Este é o terceiro ano consecutivo em que no âmbito dos Encontros de Departamento de Comunicação Organizacional tentamos fazer novos amigos retomando velhas tradições de uma sociedade portuguesa ligeiramente menos consumista… oferecer presentes minimamente úteis para quem os recebe e que deixe quem os oferece um bocadinho mais feliz … meias (o ano passado), lápis, cadernos, canetas, marcadores este ano; kits escolares para as meninas e para os meninos estudantes do ensino elementar das ilhas Urok, Arquipélago dos Bijagós, Guiné-Bissau (http://www.imvf.org/gca/index.php?id=186).
Parece-me fundamental salientar que as escolas existentes nas ilhas Urok são escolas comunitárias geridas inteiramente pela população - com o apoio do Projecto Educação Primária para Todos nas Ilhas Urok - e sendo os pais das crianças responsáveis pelo pagamento aos professores. Estes são também professores comunitários, jovens seleccionados no seio da comunidade que têm vindo a ser formados pelo projecto com o apoio da Escola de Formação de Professores 17 de Fevereiro de Bissau.

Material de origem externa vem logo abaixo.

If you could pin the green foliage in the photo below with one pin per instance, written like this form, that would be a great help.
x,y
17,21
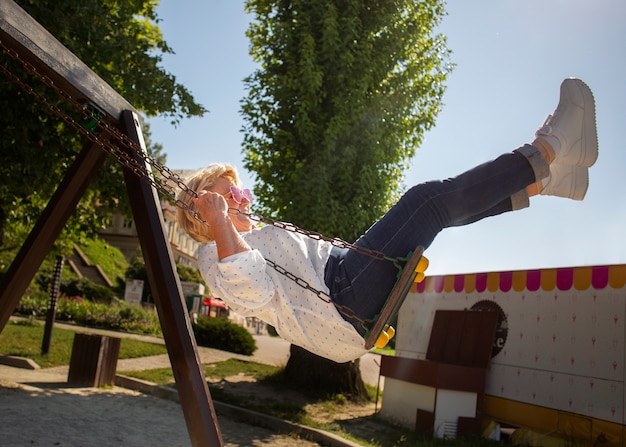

Este projecto da responsabilidade da ONGd portuguesa Instituto Marquês de Valle Flôr (www.imvf.org) e da organização guineense Tiniguena, co-financiado pelo Instituto Português de Apoio ao Desenvolvimento, é posicionado como visando o cumprimento do Objectivo 2: Alcançar o ensino primário universal até 2015 dos Objectivos de Desenvolvimento do Milénio (http://www.objectivo2015.org/educacao/index.shtml).
Desafio-vos a considerá-lo também, tal como a nossa conferência “A Sociedade da Saúde: novos contextos e dimensões” como um passo na continuação do cumprimento dos Objectivos:
1: Reduzir para metade a pobreza extrema e a fome até 2015
3:Promover a igualdade de género e empoderar as mulheres e
6:Combater o VIH/SIDA, a malária e outras doenças graves
Enquanto aguardamos pelas ideias fantásticas da Maria e da Cláudia já sabemos o preço base dos kits escolares que estamos a fazer: 3 euros. Temos um kit para as crianças da 1ª e da 2ª classe, um para os meninos e meninas da 3ª e da 4ª classe e um outro para as jovens e jovens da 5ª e da 6ª classe.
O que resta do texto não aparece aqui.